Yamaha e Honda MotoGP: se Iwata piange, Asaka ride

MotoGP
mercoledì, 04 febbraio 2026 alle 8:15
Toprak Razgatlioglu
Si sono ritrovate entrambe nei bassifondi della MotoGP, ma adesso le due case costruttrici giapponesi superstiti nella classe regina stanno vivendo una situazione diametralmente opposta. Nel pieno dei Test ufficiali di Sepang, Honda cresce e intravede le possibilità di mostrarsi come una concorrente credibile per il podio nel corso del 2026. Tutt'altra vita in Yamaha, con il progetto YZR-M1V che registra una pesante battuta d'arresto.
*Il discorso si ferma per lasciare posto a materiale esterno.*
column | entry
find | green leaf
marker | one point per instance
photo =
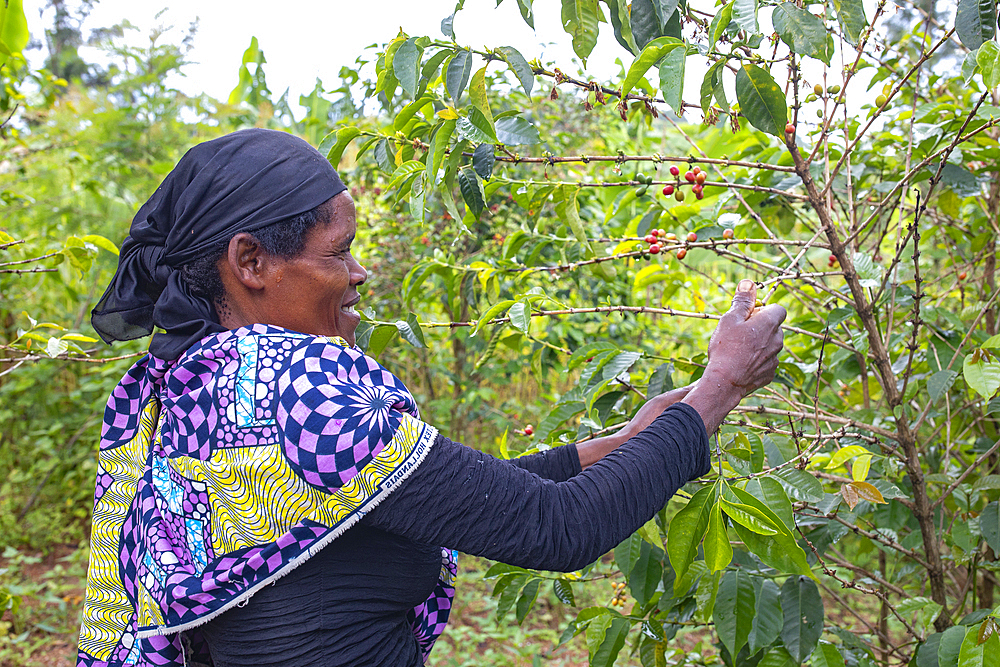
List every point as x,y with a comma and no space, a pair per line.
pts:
772,494
476,127
56,346
472,190
989,525
761,100
403,173
627,553
660,380
620,23
777,657
844,454
520,316
651,54
579,20
436,153
950,646
613,641
975,22
410,331
672,78
734,609
101,242
519,66
799,484
710,84
988,58
750,517
483,160
970,654
642,19
745,15
803,32
927,653
527,13
448,26
13,28
406,65
983,376
564,591
646,574
686,530
334,144
939,384
458,73
379,339
719,24
527,600
851,15
827,655
767,617
780,551
718,550
516,130
509,587
664,9
803,613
YAMAHA NON CRESCE E SI FERMA

La notizia della seconda giornata di Test senza dubbio è rappresentata dalla decisione dei vertici Yamaha di stoppare il programma di prove. A seguito di un problema tecnico registratosi nel pomeriggio del primo giorno di attività con Fabio Quartararo in sella, per ragioni di sicurezza e di affidabilità precauzionalmente tutte le M1 V4 sono state fermate. Fino a quando non si scoprirà la causa e si individueranno opportune contromisure per la soluzione del problema, i piloti titolari presenti (Rins, Miller, Razgatlioglu con Quartararo già in infermeria) ed i collaudatori (Fernandez e Dovizioso) resteranno a braccia conserte. Serrande dei box abbassate per quello che, almeno da Spielberg 2018, rappresenta per la casa dei Tre Diapason il punto più basso da un punto di vista d'immagine nei tempi recenti.

LA YZR-M1 V4 NON VA

Al netto di questo problema che potrebbe comportare una clamorosa chiusura anticipata dei test (li potranno recuperare grazie ai test liberi in virtù delle concessioni D, ma insomma...), la YZR-M1 V4 non va. A Sepang il propulsore è stato "sprigionato" in termini di potenza massima, pagando tuttavia un gap intorno i 10 km/h di velocità massima in rettilineo. Yamaha ha inoltre presentato due differenti carene ed altrettanto forcelloni, ma le performance salvo exploit di Quartararo non arrivano. Si sapeva che il 2026 sarebbe stato un anno di apprendistato e messo in conto sin dalla decisione di passare dalla configurazione 4 in linea al V4, ma non così.

HONDA CRESCE

Tutt'altra storia in Honda. Riorganizzata HRC, creata un'antenna europea, allestiti due test team completati da una ricca campagna acquisti, adesso la RC213V viaggia. In termini di top speed, uno dei tallone d'Achille del 2025, è a livello Ducati. La RCV con tutti i suoi piloti sembra una moto oggi equilibrata, quasi da seconda forza alle spalle della sola Ducati, giocandosela (in base a quanto visto finora nei Test) con Aprilia. Il 56" tirato fuori da Joan Mir nella mattinata del secondo giorno è piuttosto indicativo, basti pensare che, non più tardi di 12 mesi or sono, la Top 10 si prefigurava come un miraggio.